Dr. Hood Thabit and Dr. Roman Hovorka say an artificial pancreas could be in the market by 2018. The researchers from the Department of Diabetes & Endocrinology at the University of Cambridge authored a paper where they claim a closed-loop system could be ready in only two years.
The researchers analyzed several randomized studies starring different devices which used various methods to control insulin levels in type 1 diabetes patients before reaching the conclusion. The paper is available on-line at the Springer Link, and it was published on June 30, 2016. Type 1 diabetes occurs when a person’s capacity of producing insulin is affected. The latter regulates the amount of sugar in the blood, and its absence could end up in severe damage to many parts of the body, or even death.
A diagnosed person will usually carry with him or her insulin shots which are used to save their lives in the case of a rush of sugar in their bloodstream. However, an excess of insulin could also lead to problems associated with the lack of sugar in the blood.
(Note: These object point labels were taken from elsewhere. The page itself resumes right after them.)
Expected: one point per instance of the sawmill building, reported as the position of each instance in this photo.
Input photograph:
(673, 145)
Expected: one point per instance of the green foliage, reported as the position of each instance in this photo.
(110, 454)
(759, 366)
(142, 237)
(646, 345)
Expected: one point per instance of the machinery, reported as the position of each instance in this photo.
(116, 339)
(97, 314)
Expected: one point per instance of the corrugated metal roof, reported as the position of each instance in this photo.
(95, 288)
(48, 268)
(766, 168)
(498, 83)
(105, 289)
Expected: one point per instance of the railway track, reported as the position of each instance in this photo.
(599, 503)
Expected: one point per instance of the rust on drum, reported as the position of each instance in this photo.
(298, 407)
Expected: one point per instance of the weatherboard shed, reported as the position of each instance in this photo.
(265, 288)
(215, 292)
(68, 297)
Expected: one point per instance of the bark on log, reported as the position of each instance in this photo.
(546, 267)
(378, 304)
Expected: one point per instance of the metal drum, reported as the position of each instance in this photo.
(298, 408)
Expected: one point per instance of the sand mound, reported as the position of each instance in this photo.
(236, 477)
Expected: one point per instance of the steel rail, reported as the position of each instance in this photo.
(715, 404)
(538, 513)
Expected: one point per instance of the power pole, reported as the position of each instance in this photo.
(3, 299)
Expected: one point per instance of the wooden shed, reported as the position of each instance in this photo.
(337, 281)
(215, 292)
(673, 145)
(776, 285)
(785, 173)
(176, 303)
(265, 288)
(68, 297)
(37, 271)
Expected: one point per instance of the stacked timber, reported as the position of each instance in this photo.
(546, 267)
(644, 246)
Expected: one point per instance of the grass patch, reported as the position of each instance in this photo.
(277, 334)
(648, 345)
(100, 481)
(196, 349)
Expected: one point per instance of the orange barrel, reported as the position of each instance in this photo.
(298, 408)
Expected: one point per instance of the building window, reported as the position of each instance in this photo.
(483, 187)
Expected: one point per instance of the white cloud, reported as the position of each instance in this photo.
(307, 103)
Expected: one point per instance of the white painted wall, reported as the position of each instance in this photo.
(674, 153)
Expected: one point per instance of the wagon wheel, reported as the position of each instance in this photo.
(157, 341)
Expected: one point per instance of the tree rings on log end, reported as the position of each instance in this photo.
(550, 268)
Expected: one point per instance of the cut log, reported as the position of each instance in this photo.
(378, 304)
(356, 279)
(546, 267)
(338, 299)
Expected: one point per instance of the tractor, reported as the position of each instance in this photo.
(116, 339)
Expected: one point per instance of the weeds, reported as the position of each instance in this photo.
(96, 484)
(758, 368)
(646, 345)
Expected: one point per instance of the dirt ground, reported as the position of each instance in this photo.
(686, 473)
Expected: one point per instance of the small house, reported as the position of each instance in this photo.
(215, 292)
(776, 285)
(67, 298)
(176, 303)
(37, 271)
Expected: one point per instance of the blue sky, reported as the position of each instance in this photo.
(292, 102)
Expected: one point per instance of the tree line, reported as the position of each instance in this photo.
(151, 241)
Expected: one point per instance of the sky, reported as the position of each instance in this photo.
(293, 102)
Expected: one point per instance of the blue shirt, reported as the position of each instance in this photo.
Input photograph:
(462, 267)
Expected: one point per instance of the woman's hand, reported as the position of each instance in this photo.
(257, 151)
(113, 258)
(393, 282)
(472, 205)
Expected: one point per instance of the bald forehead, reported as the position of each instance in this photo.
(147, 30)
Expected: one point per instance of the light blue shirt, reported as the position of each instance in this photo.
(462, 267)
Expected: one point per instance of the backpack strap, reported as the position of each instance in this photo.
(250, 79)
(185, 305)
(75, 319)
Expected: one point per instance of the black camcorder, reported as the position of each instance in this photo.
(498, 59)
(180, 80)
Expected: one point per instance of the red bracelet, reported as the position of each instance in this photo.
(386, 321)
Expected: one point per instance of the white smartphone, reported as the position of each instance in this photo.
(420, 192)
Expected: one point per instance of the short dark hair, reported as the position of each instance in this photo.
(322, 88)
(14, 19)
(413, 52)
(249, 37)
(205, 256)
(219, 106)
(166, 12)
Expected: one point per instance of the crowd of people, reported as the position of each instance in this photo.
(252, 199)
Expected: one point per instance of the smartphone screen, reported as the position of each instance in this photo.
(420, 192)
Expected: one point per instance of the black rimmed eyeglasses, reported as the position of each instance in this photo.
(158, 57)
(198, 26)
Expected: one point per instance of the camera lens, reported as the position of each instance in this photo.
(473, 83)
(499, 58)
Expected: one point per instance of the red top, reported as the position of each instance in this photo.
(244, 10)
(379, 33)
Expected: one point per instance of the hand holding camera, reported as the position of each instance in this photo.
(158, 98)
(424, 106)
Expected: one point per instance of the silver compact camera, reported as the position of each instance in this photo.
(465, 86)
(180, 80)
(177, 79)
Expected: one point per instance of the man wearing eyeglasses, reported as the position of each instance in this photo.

Fortunately, doctors around the world have been working on more permanent solutions, but it is not that simple. Even though a lot of organic solutions, such as transplants, have proven to be effective, there is not a bullet-proof method that does not depend on the patient’s conscious involvement.
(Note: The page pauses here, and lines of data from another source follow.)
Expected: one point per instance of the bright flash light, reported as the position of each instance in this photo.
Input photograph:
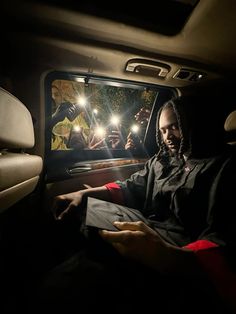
(81, 101)
(76, 128)
(115, 120)
(100, 131)
(135, 128)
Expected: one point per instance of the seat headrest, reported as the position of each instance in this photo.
(16, 126)
(230, 127)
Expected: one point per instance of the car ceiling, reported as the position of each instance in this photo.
(53, 36)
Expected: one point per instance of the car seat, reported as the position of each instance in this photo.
(19, 171)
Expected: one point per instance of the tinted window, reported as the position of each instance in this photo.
(91, 117)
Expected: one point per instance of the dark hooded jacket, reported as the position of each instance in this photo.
(186, 201)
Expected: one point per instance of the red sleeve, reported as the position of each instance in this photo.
(200, 245)
(214, 263)
(115, 193)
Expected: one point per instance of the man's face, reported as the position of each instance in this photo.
(169, 128)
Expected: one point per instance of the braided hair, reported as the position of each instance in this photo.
(200, 122)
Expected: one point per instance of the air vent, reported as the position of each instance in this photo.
(189, 75)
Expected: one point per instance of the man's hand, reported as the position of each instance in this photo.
(65, 203)
(138, 241)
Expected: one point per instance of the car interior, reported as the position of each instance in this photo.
(104, 63)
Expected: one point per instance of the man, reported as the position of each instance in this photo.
(180, 221)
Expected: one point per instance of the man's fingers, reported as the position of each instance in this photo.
(130, 225)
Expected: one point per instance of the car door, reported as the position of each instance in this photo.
(88, 119)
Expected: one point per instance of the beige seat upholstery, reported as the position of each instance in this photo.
(230, 128)
(19, 171)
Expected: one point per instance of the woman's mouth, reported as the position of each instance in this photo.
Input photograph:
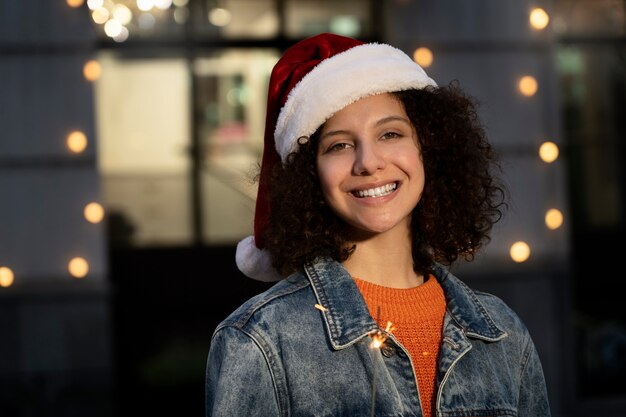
(377, 191)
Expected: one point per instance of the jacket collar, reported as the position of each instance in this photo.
(347, 318)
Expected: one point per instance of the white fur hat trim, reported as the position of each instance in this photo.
(340, 80)
(254, 262)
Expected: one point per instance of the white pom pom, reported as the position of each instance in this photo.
(254, 262)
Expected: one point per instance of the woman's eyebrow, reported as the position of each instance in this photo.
(392, 119)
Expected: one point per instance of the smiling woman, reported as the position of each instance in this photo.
(374, 180)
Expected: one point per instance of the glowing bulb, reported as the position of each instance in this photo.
(94, 212)
(538, 18)
(520, 251)
(78, 267)
(74, 3)
(6, 277)
(548, 152)
(219, 17)
(77, 141)
(113, 28)
(554, 219)
(527, 85)
(423, 56)
(92, 70)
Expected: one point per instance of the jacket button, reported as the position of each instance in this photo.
(387, 350)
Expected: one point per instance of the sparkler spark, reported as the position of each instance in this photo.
(379, 337)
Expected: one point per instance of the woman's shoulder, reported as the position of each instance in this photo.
(278, 301)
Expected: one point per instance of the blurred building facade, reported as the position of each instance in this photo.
(157, 118)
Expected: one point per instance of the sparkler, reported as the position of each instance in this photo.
(379, 337)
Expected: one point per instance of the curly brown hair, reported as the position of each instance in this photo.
(462, 198)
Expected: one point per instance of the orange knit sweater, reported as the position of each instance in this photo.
(417, 316)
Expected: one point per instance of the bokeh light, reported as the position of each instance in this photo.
(528, 85)
(520, 251)
(78, 267)
(538, 18)
(548, 152)
(77, 141)
(92, 70)
(423, 56)
(94, 212)
(6, 277)
(554, 219)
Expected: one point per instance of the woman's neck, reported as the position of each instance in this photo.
(385, 260)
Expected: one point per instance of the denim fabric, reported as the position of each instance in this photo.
(279, 355)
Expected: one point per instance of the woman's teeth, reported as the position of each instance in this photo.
(377, 192)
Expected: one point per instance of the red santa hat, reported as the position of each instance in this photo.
(314, 79)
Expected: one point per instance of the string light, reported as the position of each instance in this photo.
(554, 219)
(423, 56)
(92, 70)
(78, 267)
(94, 212)
(548, 152)
(6, 277)
(219, 17)
(520, 251)
(538, 18)
(77, 141)
(528, 85)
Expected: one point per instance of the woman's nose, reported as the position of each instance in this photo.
(368, 160)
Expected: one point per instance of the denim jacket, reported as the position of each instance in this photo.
(280, 355)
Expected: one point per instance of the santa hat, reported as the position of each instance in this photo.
(313, 80)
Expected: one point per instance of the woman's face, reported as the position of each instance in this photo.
(370, 166)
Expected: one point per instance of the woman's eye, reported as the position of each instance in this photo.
(338, 147)
(391, 135)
— Engineer Paulo (@WaterSolarWind) July 4, 2016
Several scientists are working on closed-loop systems
To give peace to the patients, specialists around the world are working on a system that replaces the pancreas function in the body by creating a closed-loop cycle. It is rather simple, whatever the device looks, it has to accurately measure the levels of sugar in the blood every five minutes or so. Then, it has to compare the readings to a previously updated database, or a cloud data center and apply an appropriate amount of insulin to the body to avoid problems. But simple does not mean easy.
According to the authors of the study, a patient will need many insulin shots during a day, and the concentration will depend on the readings which vary from an individual to another. Also, the diet and physical activity will play a significant role which means the device has to be very sophisticated when scanning.
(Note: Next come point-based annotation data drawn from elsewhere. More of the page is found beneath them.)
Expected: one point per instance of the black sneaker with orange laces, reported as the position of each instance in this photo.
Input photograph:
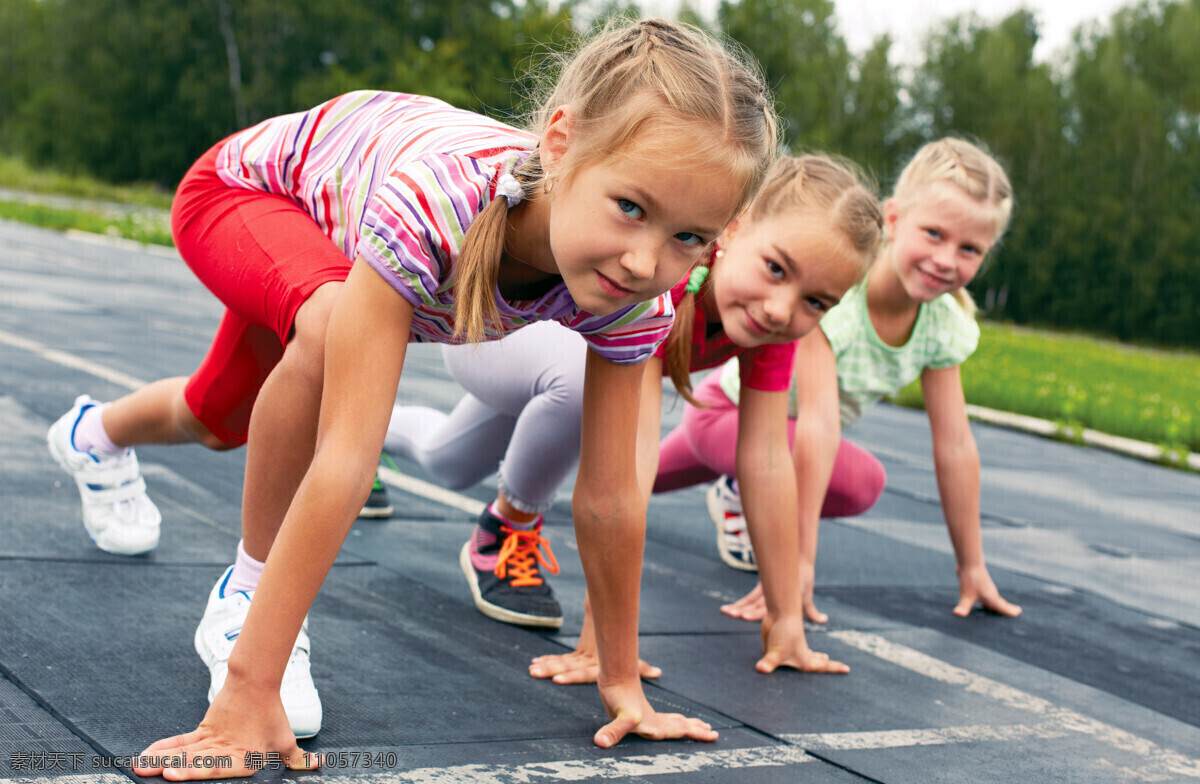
(501, 563)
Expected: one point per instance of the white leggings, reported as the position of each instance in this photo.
(521, 414)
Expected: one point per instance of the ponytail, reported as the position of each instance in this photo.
(478, 273)
(678, 352)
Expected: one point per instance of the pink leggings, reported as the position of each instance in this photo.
(705, 447)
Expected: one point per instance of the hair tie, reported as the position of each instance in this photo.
(510, 189)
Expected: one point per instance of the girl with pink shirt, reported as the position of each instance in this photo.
(337, 235)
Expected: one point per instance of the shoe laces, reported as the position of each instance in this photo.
(521, 554)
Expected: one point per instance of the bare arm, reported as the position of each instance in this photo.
(649, 423)
(610, 525)
(957, 465)
(814, 450)
(581, 665)
(769, 500)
Additionally, there is the insulin effect lag. The hormone takes quite some time to satisfactory fill the bloodstream (up to five hours), and what’s more, its effect is also delayed, and it could take up to two hours to start having an effect.
Being a computer, the artificial pancreas would be required to have some security protocols against cyber-attacks which could endanger the life of the bearer and filter information without knowing.
In spite of all these obstacles, both Thabit and Hovorka confidently say that researchers will have something ready for 2018. Some people worry about federal approval, but the US Food and Drug Administration have shown a keen interest in this kind of solutions for diabetes type 1 patients.